4 Healthy Suhur Ideas

Ramadan Mubarak! We are very blessed that Ramadan 2021 is upon us. It’s the most perfect time to reflect, grow and connect to our faith on a deeper level.

Breakfast is the most important meal of the day when it comes to Ramadan we call it Suhur, a meal that we consume very early in the morning that is supposed to sustain us for the remainder of our daily fast up until sunset. In this blog post we want to share with you 4 Healthy Suhur Ideas and Recipes that you can try out this Ramadan.

The truth is good quality nutritious food will always give you the best quality fuel for your body. What you eat during Suhur can greatly affect how you feel throughout the day. During Ramadan it is more important than ever to stick to a well-balanced diet to give the body the nutrients it needs to keep up with the busy lives we lead in the 21st century.

Protein Smoothie

Banana Protein Smoothie 

If you’re someone who sleeps in up until the very last moment this quick, easy and nutritious recipe is definitely for you.

Ingredients: 

  • 1 Banana
  • 1/4 Cup of oats
  • 4 Dates
  • 1 Cup Milk of your Choice
  • 1 Scoop of Protein Powder of your choice
  • 1/4 Cup of Almonds

Directions:

Add all the ingredients to a blender and blend away until the consistency is smooth.
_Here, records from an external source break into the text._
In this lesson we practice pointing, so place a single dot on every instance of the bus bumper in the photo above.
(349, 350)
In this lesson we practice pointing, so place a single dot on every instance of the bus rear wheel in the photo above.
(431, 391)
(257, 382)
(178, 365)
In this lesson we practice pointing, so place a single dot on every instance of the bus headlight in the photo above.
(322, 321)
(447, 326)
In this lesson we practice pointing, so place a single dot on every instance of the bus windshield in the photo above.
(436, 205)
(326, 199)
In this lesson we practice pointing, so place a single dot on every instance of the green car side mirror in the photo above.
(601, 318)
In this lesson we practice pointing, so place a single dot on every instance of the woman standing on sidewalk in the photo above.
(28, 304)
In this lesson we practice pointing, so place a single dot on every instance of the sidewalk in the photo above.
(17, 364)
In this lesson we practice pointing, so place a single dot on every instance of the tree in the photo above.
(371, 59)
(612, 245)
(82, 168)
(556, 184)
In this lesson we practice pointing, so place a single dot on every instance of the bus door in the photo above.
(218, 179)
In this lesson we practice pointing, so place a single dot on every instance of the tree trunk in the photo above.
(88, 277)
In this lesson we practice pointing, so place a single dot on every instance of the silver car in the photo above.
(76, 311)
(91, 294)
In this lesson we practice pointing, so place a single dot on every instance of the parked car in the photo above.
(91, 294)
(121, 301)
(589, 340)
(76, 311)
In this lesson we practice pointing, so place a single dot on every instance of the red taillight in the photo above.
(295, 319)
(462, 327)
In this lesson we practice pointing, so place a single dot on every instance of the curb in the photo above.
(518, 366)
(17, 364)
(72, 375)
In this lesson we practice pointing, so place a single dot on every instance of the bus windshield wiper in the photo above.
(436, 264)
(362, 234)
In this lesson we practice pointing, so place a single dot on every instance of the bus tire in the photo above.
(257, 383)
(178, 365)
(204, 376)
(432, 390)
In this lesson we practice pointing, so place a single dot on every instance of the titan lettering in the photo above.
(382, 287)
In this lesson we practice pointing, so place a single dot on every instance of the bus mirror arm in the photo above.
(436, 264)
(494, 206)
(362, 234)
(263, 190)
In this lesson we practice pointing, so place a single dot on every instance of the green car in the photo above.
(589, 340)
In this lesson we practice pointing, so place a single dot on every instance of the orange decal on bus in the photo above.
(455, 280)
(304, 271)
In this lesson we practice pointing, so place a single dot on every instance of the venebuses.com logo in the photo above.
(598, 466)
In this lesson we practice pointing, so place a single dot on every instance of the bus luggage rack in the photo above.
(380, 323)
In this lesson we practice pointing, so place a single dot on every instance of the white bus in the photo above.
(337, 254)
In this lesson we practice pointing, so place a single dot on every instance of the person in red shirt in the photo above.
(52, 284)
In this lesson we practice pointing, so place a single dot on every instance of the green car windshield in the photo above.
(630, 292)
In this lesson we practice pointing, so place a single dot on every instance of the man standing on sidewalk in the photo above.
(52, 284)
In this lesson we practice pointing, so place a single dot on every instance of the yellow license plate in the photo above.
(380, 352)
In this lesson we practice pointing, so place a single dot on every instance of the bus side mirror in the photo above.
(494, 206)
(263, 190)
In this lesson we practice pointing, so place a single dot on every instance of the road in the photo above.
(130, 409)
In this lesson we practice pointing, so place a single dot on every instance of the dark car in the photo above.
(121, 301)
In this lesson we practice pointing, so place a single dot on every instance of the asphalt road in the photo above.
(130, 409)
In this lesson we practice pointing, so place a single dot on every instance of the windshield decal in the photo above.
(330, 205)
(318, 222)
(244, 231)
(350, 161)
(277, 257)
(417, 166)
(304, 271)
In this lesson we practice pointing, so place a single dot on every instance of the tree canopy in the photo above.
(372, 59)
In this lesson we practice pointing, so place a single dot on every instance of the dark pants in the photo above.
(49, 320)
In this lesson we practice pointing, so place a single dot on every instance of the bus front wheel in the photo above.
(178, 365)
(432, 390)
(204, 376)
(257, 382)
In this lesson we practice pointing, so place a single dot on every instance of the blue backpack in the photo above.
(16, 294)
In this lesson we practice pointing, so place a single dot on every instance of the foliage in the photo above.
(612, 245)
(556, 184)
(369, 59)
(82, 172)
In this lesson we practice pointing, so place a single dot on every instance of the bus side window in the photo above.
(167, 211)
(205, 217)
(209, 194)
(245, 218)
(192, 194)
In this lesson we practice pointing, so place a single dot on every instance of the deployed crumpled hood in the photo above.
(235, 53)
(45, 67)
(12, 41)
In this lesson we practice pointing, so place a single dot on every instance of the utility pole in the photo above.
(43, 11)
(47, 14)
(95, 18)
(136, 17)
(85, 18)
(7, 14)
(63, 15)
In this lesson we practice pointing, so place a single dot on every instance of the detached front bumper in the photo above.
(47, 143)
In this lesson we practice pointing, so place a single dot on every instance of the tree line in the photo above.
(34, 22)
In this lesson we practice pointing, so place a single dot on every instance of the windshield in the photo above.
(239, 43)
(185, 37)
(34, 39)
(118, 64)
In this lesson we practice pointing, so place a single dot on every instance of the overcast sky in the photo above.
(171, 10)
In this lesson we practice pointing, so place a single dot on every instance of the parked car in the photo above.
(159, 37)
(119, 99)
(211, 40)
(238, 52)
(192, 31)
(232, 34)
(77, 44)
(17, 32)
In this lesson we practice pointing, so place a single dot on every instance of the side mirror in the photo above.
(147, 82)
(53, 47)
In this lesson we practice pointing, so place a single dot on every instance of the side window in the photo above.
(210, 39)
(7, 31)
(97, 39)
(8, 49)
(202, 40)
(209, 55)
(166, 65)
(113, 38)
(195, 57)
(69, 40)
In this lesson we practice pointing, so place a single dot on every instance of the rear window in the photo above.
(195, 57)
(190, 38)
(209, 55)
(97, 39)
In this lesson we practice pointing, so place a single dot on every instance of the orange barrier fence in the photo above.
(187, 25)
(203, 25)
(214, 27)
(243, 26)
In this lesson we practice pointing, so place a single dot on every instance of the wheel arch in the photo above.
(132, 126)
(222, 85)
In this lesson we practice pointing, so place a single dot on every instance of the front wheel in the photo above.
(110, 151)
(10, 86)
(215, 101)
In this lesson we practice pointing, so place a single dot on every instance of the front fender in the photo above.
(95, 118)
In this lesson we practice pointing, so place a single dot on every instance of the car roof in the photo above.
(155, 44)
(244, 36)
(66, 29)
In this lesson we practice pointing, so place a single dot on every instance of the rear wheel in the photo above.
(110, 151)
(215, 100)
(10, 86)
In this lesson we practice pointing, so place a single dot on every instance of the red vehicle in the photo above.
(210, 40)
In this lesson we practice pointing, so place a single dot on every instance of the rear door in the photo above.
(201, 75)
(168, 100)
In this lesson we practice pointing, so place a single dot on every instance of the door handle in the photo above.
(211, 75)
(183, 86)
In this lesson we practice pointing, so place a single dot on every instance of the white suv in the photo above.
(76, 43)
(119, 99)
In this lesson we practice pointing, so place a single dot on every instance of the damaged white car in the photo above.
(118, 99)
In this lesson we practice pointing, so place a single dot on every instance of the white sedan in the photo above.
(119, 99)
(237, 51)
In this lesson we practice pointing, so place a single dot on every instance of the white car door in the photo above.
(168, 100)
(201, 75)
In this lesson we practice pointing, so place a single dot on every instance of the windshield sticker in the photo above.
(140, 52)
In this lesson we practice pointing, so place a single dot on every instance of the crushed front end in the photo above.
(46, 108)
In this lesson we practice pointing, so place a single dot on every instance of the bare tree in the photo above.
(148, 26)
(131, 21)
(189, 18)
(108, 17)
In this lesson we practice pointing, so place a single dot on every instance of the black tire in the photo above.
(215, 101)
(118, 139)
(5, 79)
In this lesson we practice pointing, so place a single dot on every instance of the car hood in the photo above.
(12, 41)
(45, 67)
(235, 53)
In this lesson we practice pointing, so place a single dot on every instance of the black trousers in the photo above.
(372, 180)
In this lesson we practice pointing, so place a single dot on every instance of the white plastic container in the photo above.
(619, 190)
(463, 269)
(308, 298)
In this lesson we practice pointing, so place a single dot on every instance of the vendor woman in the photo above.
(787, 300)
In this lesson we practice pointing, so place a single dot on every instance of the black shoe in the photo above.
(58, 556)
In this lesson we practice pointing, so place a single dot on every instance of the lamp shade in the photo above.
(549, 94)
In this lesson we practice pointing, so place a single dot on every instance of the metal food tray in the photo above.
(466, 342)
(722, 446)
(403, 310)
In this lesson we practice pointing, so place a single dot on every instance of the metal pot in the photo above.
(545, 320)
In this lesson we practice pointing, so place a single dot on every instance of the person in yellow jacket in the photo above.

Easy peasy. Don’t forget to drink plenty of water after you enjoy your Suhur smoothie.

Suhur Frittata

Breakfast Frittata

If you’re someone who loves to plan and prepare for the day ahead the night before. This delicious breakfast frittata recipe is for you.

Ingredients: 

  • 5 eggs
  • 1/2 cup milk of your choice
  • 1/2 teaspoon salt
  • 1 teaspoon oregano
  • A pinch of black pepper
  • 1 cup red capsicum, diced
  • 1/2 cup onions
  • 1 cup tomato, diced
  • 2 cups spinach
  • 1/2 cup feta cheese
  • 20 g Butter

Directions:

  • Preheat oven to 180°C
  • In a bowl, whisk the eggs, add milk of your choice, salt, and pepper.
  • In a pan, cook diced onions in butter until translucent, then add capsicum and cook for a few minutes.
  • Add oregano to the veggies and season with salt and paper to taste.
  • Add tomatoes and spinach, and cook for a couple minutes until spinach is wilted.
  • Transfer the veggies to an oven-safe dish.
  • Add the egg and milk mixture, mix well and top it up with feta cheese.
  • Bake for 15 minutes, or until the eggs are cooked through.

This frittata recipe will feed a family of 4 or it can feed you for 4 Suhurs. You can split the frittata into portions and freeze them for an easy Suhur down the line.

Don’t forget to drink plenty of water after you enjoy your Suhur Frittata.

Banana Oatmeal

Banana Oatmeal

Ingredients: 

  • 1/2 cup rolled oats
  • A pinch of salt
  • 1 cup milk of your choice
  • 1 large banana, 1/2 mashed and 1/2 sliced.
  • 1/2 teaspoon cinnamon
  • 1 teaspoon sesame seeds (alternatives: pumpkin or sunflower seeds)
  • 1 teaspoon honey (alternatives: date syrup, rice malt syrup or maple syrup)

Directions:

  • Combine rolled oats, milk, mashed banana, cinnamon and sweetener of your choice in a small pot.
  • Bring to a boil over medium heat and stir every now and then to prevent the mixture sticking to a pot.
  • Once thickened take the pot off the heat.
  • Add sliced banana, seeds of your choice and a cinnamon sprinkle on top.

You can either eat it hot right there and then, or refrigerate it overnight to save preparation time before Suhur the next day.

Don’t forget to drink plenty of water after you enjoy your Suhur oatmeal.

Avocado Toast 

Avocado Toast

You can never go wrong with an avocado toast! It requires minimum prep and it is certainly nutritious and delicious.

Ingredients: 

  • 2 slices of whole-grain bread
  • 1 ripe avocado
  • Pinch of salt and pepper

The rest is up to your imagination!

Additional Ingredients:

  • Smoked Salmon
  • Poached, Fried or Boiled Eggs
  • Sliced Tomatoes
  • Sweet Corn
  • Aioli or Mayonnaise
  • Feta or Goat Cheese
  • Seeds (sesame, pumpkin or sunflower)
  • Diced Capsicum
  • Spring onion

Directions:

  • Toast slices of bread until golden.
  • Cut the avocado in half and remove the pit. 
  • Use a big spoon to scoop out the flesh and spread it evenly on the toasted slices of bread.
  • Season with salt and pepper
  • Add your favourite toppings.

Highly recommend adding both veggies and a protein to your toast with a sprinkle of seeds to get as many nutrients as possible for your Suhur.

Don’t forget to drink plenty of water after you enjoy your Suhur avocado toast.